Thursday 9 March 2017 11.28am
boroughonian wrote:
Wasn't it Livingstone that slowed the traffic down in the first place. I don't know how stationary traffic will mean a healthy city.
Subways are the future (ahem).

I'm not sure what you mean about Mayor Livingstone slowing the traffic down. Following the introduction of the congestion charge, car and bus journey times decreased while journey times in most other cities increased because of increasing congestion.

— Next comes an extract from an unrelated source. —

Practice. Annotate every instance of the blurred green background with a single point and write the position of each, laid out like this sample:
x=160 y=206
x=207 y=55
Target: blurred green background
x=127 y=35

nb The alternative to 'increased traffic flow' of motorised vehicles isn't stationary traffic. It's modal shift and demand reduction, and stationary traffic is a temporary incentive to these ends. People stop using their cars when they can't get anywhere in them.
Thursday 9 March 2017 12.00pm
Rambling Phil wrote:
boroughonian wrote:
Wasn't it Livingstone that slowed the traffic down in the first place. I don't know how stationary traffic will mean a healthy city.
Subways are the future (ahem).

I'm not sure what you mean about Mayor Livingstone slowing the traffic down. Following the introduction of the congestion charge, car and bus journey times decreased while journey times in most other cities increased because of increasing congestion.

nb The alternative to 'increased traffic flow' of motorised vehicles isn't stationary traffic. It's modal shift and demand reduction, and stationary traffic is a temporary incentive to these ends. People stop using their cars when they can't get anywhere in them.

Purely anecdotal on my part, but I wasn't the only one complaining about the red light position on traffic lights lasting for a lot longer all of a sudden, I remember that being quite a topic on LBC at the time.

No, modal shift, by it's very description creates stationary traffic. The reason pollution increases is because traffic isn't moving enough, that's a fact.
The deterrent argument doesn't hold with me either, it's not working. I walked down Webber st all of my life, I now do so to get to work, the stationary traffic is unprecedented, it's backed up from Blackfriars rd to King James street every single morning.

There was once a bus lane in Blackfriars rd, now they are a joke, no way would I mess about with buses if I had to get to Farringdon or Walworth rd, is that the kind of deterrent you mean? They don't hardly move anymore and spew out the most rotten crap fpr our kids to breathe in.